BOGOTA (Reuters) - Colombian state-run oil company Ecopetrol said on Tuesday that three new bombings of the Cano Limon pipeline have caused contamination in several waterways in the country’s northeastern Arauca province.
The attacks on Sunday and Monday brought total bombings of the 485-mile (780-km) pipeline to 82 this year.
Cano Limon, which can transport up to 210,000 barrels of oil per day, has been out of service for much of 2018 because of bombings and illegal taps and was not functioning at the time of the latest attacks. It was also bombed on Saturday.

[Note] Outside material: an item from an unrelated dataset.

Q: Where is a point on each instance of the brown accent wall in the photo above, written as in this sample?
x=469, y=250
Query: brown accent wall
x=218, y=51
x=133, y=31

The regular bombings have not affected exports or production at the Cano Limon field, operated by Occidental Petroleum Corp, because crude is being moved through the nearby Bicentenario pipeline.
The latest attacks sent oil spilling into nearby waterways and the company has alerted towns to possible water contamination, Ecopetrol said.
The company does not often name the group it holds responsible for the bombings, but military sources cited fighters from the National Liberation Army (ELN) rebel group.
ELN, considered a terrorist group by the United States and the European Union, has about 1,500 combatants and opposes multinational companies that its leaders accuse of seizing natural resources without benefiting Colombians.
Colombian President Ivan Duque has demanded the group free all of its hostages and cease criminal activities before he will consider restarting peace talks that began last year under his predecessor, Juan Manuel Santos.